Friday, March 30, 2007

Times Deems Pork a Scandal--If It's Democratic

Wow, looks as though there is a pattern here. Back in December, I wrote about how the New York Times had devoted most of its precious op-ed page to an eye-catching graphic (a format they call Op-Chart) that presented a highly slanted and misleading attack on liberal bloggers. (Short version: The chart, developed by DC blogger K. Daniel Glover, presented an almost entirely Democratic list of bloggers who'd been paid consultants to political campaigns, implying some sort of corruption--while failing to note that the relatively small number of bloggers who'd worked for campaigns without disclosing their paid status were all Republicans.)

Now the Times is at it again, using the visually arresting Op-Chart format for another unfair hit on Democrats. Today it's this chart by Thomas Schatz, president of Citizens Against Government Waste (which as you might guess is a corporate-funded lobbying group). The chart lists items of pork attached to the emergency spending bills currently before Congress, and lest anyone misunderstand the message, Schatz's introductory comments note:
Despite their campaign talk about earmark reform last fall, the new Democratic leadership shamelessly used pork to buy votes. . . .The chart below, which is a partial list of some of the most egregious earmarks, shows that the new bosses are already feeding at the trough, and "war pork" threatens to sink their fiscal credibility.
There follows the chart, decorated with a giant silhouette of a pig (get it?), listing such appalling and obvious wastes of taxpayer money as $4 million for the Office of Women's Health at the FDA and $2 million for repairing ditch irrigation systems. All of this with no background, context, explanation, history, or comparison.
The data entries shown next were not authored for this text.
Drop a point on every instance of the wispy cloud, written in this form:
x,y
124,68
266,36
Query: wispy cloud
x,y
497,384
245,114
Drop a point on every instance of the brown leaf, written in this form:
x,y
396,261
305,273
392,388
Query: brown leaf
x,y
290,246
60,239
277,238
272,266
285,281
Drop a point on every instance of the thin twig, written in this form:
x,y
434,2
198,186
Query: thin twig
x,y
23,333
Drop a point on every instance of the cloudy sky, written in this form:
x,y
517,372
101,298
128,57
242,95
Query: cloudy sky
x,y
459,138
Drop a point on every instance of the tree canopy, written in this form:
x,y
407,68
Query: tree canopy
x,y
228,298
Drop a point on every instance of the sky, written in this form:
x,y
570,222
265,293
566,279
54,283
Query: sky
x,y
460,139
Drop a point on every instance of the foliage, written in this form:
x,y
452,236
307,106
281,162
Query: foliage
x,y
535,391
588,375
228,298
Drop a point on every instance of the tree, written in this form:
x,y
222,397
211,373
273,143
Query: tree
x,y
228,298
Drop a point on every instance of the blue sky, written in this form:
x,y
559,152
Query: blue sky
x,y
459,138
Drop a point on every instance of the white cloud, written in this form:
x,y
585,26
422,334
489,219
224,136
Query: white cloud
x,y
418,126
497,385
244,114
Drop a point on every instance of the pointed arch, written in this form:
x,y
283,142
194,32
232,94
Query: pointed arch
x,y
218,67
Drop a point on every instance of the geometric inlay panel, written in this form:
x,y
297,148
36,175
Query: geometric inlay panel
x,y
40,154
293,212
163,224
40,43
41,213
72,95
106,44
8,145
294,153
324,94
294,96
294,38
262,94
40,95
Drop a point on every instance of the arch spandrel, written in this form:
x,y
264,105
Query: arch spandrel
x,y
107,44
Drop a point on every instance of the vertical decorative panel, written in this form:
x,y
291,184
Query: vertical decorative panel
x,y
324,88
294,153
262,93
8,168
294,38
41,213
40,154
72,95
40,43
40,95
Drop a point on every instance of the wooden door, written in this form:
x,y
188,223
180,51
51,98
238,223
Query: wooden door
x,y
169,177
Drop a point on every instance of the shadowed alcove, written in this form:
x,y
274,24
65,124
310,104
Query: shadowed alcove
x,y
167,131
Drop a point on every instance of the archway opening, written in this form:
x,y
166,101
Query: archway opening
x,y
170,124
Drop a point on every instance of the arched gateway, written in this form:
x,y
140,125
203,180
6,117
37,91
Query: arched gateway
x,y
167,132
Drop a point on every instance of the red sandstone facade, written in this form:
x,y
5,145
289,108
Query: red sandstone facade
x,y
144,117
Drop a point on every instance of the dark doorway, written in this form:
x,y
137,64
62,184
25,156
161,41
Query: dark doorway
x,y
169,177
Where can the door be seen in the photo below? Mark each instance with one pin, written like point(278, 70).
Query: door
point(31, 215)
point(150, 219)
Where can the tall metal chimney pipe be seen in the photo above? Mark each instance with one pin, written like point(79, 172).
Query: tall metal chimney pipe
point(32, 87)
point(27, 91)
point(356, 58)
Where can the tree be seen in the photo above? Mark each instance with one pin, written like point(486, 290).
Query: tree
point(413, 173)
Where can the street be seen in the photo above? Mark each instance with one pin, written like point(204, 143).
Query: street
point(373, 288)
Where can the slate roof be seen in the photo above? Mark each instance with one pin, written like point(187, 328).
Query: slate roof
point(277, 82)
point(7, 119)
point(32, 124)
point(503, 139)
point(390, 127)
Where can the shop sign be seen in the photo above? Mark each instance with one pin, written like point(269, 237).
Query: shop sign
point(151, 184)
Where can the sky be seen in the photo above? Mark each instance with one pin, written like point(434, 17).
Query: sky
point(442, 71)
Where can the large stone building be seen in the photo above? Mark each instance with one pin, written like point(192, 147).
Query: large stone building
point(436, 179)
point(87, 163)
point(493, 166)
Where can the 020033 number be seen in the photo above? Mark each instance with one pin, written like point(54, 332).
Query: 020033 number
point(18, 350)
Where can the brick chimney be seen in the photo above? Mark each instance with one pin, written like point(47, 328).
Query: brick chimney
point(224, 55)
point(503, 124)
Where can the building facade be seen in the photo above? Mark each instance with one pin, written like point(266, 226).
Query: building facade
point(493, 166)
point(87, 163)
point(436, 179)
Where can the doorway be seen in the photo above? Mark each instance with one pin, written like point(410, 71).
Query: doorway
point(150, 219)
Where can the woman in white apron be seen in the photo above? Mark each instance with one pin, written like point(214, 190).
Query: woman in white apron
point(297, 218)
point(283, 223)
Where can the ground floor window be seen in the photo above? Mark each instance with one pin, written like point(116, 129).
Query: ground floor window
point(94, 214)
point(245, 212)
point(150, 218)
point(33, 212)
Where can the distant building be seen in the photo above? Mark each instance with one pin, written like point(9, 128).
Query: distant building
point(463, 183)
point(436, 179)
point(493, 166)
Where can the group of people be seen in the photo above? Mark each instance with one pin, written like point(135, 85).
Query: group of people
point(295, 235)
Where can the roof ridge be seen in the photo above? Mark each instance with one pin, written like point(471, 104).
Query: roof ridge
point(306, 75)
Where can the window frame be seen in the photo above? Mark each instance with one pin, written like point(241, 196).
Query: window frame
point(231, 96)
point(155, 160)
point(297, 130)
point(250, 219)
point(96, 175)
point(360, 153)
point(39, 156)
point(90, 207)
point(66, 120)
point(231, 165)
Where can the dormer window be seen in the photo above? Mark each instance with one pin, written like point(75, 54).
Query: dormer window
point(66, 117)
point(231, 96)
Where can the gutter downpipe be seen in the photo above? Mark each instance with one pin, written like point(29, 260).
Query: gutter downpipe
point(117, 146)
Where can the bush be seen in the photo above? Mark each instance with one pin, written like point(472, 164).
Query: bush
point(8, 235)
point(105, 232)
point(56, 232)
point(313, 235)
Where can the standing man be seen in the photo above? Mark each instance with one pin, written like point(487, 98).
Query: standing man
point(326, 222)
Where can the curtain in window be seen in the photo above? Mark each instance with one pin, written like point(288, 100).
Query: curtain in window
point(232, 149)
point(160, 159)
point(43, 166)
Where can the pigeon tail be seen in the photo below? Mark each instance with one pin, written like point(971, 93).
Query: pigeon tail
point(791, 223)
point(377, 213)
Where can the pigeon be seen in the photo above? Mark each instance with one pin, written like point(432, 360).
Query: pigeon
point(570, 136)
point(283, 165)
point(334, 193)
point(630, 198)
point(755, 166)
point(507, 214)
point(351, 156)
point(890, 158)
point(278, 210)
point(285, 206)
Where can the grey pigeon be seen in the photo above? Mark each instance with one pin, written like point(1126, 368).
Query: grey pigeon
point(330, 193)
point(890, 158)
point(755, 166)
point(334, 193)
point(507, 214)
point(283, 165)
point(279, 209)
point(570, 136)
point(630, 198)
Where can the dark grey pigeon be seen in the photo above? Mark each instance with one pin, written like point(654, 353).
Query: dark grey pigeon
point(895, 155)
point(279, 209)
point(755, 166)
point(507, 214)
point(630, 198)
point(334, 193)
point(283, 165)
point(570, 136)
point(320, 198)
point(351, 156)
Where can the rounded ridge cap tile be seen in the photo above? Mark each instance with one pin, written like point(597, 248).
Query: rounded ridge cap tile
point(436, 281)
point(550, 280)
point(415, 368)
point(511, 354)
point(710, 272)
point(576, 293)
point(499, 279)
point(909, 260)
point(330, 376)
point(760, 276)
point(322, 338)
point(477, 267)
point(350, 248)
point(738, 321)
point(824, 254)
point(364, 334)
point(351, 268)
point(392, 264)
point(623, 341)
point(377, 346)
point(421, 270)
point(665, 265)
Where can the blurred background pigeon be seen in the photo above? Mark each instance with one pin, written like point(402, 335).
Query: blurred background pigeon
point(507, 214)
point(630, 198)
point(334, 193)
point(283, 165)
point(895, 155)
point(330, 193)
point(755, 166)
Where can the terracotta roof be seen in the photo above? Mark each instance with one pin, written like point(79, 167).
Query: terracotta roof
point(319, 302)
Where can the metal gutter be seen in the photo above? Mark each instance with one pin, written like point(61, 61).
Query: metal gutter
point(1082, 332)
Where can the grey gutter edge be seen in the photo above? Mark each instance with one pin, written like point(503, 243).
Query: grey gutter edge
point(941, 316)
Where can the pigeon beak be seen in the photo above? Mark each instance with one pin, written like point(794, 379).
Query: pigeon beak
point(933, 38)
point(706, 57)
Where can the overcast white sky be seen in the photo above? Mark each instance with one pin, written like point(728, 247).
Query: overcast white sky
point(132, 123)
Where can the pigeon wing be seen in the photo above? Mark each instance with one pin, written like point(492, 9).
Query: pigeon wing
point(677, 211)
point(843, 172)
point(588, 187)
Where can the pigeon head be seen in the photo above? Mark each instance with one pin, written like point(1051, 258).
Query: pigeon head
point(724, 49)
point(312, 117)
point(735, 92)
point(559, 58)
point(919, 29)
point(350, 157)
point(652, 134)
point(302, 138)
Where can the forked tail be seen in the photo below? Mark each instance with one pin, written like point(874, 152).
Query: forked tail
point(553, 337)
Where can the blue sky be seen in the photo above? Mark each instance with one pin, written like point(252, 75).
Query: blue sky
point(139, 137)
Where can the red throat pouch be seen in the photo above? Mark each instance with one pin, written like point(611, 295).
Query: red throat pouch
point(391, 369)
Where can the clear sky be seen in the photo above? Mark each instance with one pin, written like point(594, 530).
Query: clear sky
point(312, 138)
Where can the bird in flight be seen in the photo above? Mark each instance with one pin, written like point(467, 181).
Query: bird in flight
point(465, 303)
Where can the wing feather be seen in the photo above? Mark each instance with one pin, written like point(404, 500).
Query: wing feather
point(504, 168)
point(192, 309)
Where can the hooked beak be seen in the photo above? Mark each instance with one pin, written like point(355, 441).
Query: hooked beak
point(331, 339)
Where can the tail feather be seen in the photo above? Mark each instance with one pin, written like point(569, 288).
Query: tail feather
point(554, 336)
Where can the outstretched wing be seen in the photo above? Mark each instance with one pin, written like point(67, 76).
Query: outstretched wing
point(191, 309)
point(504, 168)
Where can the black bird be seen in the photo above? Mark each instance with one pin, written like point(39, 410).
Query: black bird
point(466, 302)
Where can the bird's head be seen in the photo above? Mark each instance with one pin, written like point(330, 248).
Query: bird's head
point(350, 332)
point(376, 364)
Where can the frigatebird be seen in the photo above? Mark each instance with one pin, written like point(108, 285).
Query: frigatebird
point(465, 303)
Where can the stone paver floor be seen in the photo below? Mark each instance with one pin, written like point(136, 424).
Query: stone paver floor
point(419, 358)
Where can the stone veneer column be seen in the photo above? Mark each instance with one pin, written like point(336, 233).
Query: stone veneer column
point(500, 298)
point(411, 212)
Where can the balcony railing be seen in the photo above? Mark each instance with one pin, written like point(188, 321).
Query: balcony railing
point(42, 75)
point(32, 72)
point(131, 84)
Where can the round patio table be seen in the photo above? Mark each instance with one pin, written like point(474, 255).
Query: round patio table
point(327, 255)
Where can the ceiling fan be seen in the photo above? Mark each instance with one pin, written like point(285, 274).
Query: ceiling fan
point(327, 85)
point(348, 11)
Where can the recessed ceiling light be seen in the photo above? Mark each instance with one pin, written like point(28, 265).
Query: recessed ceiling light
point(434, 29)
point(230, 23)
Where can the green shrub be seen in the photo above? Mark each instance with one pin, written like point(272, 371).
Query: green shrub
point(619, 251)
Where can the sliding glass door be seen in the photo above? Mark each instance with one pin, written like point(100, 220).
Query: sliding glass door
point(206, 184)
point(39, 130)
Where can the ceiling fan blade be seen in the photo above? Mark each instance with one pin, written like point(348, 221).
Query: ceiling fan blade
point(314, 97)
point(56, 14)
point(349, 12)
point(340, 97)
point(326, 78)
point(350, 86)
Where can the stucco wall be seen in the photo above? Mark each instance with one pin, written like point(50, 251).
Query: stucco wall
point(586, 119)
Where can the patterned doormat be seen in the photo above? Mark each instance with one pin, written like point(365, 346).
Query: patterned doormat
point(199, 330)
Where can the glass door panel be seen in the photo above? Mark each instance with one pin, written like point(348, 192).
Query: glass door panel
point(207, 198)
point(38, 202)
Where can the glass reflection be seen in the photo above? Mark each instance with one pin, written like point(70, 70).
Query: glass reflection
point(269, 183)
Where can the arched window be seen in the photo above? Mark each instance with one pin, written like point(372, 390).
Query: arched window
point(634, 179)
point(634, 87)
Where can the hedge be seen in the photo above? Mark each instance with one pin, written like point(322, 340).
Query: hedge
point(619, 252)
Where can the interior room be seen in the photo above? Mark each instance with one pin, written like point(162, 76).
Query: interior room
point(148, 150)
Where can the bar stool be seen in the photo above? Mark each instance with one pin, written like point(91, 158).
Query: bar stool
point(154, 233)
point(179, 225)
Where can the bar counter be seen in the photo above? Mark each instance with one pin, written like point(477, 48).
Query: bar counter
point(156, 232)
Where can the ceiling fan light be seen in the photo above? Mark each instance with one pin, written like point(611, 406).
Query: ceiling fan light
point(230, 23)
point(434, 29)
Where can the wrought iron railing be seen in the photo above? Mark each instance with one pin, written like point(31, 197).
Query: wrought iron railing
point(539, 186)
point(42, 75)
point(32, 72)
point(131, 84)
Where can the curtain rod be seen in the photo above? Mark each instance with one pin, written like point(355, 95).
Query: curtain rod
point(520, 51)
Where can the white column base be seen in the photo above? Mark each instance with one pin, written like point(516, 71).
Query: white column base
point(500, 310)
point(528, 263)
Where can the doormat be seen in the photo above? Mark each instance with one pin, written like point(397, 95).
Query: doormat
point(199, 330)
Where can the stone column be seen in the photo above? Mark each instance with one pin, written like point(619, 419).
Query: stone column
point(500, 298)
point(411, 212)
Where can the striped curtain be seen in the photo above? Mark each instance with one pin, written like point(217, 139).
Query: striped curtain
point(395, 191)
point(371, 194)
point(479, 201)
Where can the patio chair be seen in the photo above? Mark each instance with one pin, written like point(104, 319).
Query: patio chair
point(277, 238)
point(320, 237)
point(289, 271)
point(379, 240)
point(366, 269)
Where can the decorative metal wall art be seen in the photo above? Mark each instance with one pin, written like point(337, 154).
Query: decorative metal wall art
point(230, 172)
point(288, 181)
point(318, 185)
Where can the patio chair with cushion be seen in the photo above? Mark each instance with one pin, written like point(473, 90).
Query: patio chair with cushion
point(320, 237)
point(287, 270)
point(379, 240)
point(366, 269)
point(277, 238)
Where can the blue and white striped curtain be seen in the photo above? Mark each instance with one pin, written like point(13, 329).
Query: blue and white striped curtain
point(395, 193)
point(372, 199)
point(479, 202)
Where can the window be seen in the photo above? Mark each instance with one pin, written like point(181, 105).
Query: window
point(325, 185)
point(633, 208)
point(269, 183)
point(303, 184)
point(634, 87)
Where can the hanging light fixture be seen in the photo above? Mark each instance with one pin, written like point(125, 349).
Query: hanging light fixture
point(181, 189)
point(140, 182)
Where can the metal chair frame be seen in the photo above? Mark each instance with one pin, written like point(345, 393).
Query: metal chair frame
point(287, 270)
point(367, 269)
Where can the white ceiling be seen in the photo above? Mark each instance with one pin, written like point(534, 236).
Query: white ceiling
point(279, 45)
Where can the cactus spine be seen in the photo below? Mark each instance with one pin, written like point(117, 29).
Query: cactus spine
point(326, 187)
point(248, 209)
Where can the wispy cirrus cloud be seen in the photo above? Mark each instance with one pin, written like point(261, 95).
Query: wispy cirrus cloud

I guess it would have been too much work for an editor at the Times to look back at any other emergency spending bill--one passed by a Republican Congress, for example--to see whether any unrelated spending was included. It took me all of five minutes on Google to uncover this House bill from June, 2006, as sponsored by that great Republican statesman Jerry Lewis (R-CA). A single paragraph of this bill, which was designated an emergency spending bill to cover expenses related to Hurricane Katrina, provides funding for the following pork projects:
(1) the St. Mary Development Corporation, City of Dayton, Ohio, to purchase and demolish blighted property, develop detailed design/construction drawings, and to begin site preparation for new infill housing lots in lieu of street infrastructure and parking facility improvements; (2) the West Virginia University Institute of Technology Community and Technical College in lieu of the West Virginia Technical College for completion of a building for a newspaper publishing program; (3) the Borough of Mahonoy City, Pennsylvania, for improvements to Centre Street in lieu of improvements to West Market Street; (4) the Buffalo Economic Renaissance Corporation for demolition and redevelopment of properties in the Broadway-Fillmore Corridor, Buffalo, New York, in lieu of infrastructure improvements in Central Plaza Park; (5) the Crittenden County Senior Citizens (currently, Day Care) Center, Crittenden County, Kentucky, for expansion of such Center in lieu of the Day Care Center; (6) the Sunnyside Community Services in Queens, New York, for renovation and build out of a multipurpose center in lieu of construction of a senior center; (7) the Boys and Girls Club of Lancaster, Inc. in Pennsylvania (currently, City of Lancaster, Pennsylvania) for construction of the Columbia Clubhouse for the Boys and Girls Club of Lancaster; (8) the City of Greenwood, South Carolina, for the Emerald Triangle Project in lieu of the Greenwood Partnership Alliance, South Carolina, for the renovation of the Old Federal Courthouse; and (9) the UND Center for Innovation Foundation in Grand Forks, North Dakota, for the UND Technology Transfer and Commercialization Center as well as the Ina Mae Rude Entrepreneur Center.
You can read the whole bill if you want to see the complete list of pork projects deemed worthy, nine months ago, by the Republican Congress.

Did the Times turn over its op-ed page last summer to run a giant chart accusing the Republicans of hypocrisy or corruption for passing this bill? Don't bother looking. They didn't.

The Op-Chart format is fun and very effective. Media experts have long known that people are far more likely to look at pictures and read captions than they are to study long blocks of text. So when the Times runs an Op-Chart, it probably gets much more readership than the typical op-ed column.

It's disturbing that America's "paper of record," that supposed bastion of liberalism, seems to feel it's appropriate to devote this format especially to insinuations of hypocrisy and corruption in which data is cherry-picked to make Democrats look bad.